Inspire your colleagues with your teaching ideas
Probably the most important thing to know about peer practice exchange (PPE) is that it involves peers – your colleagues, the people you work with – and that it’s about exchange, with a strong emphasis on sharing and developing best practice.
While some institutions might focus on the observation aspect, at Solent it’s all about providing opportunities for those new to teaching to benefit from the knowledge of colleagues with more experience, who in turn might gain new ideas and fresh perspectives.
Lynsey Watt and Rob Dalton have undertaken PPE as part of the PR & Communications course team, and both valued the experience.
For Rob, it was easy – a straightforward process to organise that fitted in with his normal working day, and which yielded some great feedback for him to reflect on.
Lynsey gained some helpful hints on things she could do differently, but also appreciated hearing about what seemed to work well for her students, which she could then ensure she carried forward into subsequent classes. She particularly welcomed the chance to see the techniques and interventions that colleagues were using in their classes that her own students might respond well to.

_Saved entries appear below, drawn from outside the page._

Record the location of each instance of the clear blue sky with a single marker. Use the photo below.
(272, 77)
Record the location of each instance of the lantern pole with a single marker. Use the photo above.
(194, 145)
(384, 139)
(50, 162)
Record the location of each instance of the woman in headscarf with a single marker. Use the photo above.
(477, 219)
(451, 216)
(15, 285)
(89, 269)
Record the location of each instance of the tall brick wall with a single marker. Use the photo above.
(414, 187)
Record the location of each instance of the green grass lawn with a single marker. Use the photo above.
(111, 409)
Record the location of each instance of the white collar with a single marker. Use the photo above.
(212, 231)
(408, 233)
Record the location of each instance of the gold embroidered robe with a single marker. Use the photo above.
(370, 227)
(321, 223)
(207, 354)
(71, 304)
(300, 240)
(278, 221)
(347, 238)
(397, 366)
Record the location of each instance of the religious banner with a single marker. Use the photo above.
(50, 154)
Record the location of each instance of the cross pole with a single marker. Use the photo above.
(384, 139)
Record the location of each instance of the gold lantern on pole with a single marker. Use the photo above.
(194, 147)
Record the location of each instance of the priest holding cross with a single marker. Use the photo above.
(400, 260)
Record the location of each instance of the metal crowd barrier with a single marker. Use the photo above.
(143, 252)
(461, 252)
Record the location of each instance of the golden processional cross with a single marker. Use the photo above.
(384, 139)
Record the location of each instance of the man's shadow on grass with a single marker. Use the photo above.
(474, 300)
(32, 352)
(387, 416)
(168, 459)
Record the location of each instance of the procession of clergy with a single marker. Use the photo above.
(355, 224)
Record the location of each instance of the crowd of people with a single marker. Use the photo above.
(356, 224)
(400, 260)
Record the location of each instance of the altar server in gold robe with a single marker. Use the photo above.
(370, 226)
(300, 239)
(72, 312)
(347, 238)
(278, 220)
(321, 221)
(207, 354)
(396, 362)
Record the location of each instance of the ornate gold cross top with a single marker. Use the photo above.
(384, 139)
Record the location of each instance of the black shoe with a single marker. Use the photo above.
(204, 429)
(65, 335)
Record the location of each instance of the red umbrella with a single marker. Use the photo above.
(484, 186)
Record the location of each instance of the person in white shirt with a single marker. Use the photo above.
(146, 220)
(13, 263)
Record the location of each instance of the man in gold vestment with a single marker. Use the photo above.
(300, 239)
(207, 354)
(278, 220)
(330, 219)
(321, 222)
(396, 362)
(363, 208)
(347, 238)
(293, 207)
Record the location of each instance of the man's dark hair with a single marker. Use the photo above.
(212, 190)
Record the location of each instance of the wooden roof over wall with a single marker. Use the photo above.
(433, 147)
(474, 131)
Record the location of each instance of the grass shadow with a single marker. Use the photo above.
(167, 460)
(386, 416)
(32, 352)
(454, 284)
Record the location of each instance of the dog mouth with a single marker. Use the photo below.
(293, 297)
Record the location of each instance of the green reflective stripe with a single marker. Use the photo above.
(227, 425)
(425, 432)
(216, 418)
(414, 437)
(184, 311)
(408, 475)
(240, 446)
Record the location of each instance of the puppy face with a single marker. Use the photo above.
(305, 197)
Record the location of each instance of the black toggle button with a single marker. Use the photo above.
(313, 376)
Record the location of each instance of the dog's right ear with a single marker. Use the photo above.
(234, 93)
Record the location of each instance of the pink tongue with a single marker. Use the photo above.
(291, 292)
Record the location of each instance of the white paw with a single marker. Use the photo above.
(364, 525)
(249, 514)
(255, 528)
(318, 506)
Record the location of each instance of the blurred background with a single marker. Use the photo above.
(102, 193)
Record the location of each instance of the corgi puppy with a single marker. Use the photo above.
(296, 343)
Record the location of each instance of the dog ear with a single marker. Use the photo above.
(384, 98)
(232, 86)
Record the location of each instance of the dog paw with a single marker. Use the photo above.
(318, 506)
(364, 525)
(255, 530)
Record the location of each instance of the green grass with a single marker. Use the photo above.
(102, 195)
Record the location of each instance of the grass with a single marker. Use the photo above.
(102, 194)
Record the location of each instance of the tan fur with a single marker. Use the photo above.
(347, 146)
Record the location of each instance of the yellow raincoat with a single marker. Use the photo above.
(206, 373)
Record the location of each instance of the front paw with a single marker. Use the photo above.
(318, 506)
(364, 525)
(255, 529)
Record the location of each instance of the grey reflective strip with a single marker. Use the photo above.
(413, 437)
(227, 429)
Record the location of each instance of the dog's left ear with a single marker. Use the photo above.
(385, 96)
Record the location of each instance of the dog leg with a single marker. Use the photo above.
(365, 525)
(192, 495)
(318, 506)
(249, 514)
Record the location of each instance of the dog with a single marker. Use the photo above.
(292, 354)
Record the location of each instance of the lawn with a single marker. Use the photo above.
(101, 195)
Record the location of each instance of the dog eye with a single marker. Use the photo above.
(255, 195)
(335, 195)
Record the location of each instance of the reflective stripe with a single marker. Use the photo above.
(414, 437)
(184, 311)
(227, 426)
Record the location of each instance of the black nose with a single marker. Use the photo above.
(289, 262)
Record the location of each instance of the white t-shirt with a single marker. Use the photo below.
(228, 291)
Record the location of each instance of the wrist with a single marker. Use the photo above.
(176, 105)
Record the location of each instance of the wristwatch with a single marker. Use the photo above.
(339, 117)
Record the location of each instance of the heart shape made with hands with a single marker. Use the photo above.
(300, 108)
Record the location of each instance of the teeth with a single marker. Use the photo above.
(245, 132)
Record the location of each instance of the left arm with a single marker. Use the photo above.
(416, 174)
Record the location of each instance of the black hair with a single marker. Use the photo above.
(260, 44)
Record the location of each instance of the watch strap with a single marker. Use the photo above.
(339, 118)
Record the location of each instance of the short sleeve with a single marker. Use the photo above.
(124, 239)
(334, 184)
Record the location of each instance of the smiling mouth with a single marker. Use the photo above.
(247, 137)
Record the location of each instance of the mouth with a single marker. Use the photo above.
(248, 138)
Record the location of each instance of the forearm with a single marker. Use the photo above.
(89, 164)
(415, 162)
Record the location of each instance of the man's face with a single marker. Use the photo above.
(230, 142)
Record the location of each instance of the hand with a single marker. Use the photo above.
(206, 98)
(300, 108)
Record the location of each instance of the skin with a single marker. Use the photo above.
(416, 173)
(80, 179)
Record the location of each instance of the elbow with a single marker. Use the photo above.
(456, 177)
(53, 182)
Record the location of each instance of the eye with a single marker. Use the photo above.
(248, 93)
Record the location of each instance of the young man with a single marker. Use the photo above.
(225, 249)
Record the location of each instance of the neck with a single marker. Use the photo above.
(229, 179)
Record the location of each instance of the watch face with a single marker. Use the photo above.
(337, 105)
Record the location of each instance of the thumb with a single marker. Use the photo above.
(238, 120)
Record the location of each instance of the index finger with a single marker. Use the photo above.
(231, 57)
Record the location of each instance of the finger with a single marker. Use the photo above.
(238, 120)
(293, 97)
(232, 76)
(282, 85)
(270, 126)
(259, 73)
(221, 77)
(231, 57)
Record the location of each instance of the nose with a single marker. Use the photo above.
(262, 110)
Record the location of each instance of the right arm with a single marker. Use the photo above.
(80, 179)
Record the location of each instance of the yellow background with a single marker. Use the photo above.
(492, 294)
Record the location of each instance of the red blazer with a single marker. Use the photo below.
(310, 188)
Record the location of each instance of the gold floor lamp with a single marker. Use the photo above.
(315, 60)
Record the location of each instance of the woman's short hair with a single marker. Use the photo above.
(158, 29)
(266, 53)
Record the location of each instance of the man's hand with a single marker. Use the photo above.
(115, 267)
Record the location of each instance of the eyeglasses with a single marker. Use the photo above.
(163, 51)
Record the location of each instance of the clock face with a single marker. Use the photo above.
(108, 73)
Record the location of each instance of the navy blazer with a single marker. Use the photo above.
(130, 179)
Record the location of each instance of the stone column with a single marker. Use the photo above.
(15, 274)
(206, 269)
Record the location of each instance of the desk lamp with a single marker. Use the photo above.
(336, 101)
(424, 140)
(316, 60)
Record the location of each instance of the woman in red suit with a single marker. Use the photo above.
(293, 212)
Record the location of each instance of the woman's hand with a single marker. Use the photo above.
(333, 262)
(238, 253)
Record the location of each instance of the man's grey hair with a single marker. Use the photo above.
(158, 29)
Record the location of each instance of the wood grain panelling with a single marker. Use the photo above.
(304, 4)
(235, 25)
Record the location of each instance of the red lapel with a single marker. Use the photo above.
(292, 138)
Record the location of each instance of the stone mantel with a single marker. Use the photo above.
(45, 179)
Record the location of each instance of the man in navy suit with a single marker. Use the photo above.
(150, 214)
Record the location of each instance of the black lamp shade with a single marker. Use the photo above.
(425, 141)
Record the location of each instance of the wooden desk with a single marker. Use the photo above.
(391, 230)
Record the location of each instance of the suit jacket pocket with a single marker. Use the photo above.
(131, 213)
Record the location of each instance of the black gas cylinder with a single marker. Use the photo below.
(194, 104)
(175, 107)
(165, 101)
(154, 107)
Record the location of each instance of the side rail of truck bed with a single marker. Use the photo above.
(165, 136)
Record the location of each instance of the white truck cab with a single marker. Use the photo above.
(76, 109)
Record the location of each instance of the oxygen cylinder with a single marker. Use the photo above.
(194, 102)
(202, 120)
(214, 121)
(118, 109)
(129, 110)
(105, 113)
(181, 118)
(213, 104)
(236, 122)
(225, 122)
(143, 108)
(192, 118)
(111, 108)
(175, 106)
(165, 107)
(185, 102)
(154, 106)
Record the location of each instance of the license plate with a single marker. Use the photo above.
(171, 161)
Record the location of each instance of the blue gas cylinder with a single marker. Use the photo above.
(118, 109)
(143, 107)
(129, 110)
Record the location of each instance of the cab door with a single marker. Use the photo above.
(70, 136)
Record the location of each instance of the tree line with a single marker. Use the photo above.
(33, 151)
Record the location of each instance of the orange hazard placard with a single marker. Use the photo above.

Gillian Saieva’s advice is to plan. For example, the instructional design team are currently interested in observing teaching in particular rooms, to get an idea of how students use the space and the technology. You, in contrast, might have a particular unit that you’d like to have supportively critiqued, and then you can ask a colleague to spend some time in class with you.
Alternatively, you could identify someone who inspires you, who you know has a good reputation for teaching. Even if you don’t know them, it’s worth dropping them an email and asking if you can come along to one of their classes. After all, wouldn’t you like to know if someone admires your teaching?
Yes, PPE can have a positive impact on university metrics, especially when it’s run at a course level.
But what an opportunity it presents too, to learn from colleagues, share your own ideas and winning techniques, and help create a learning environment that benefits everyone in it.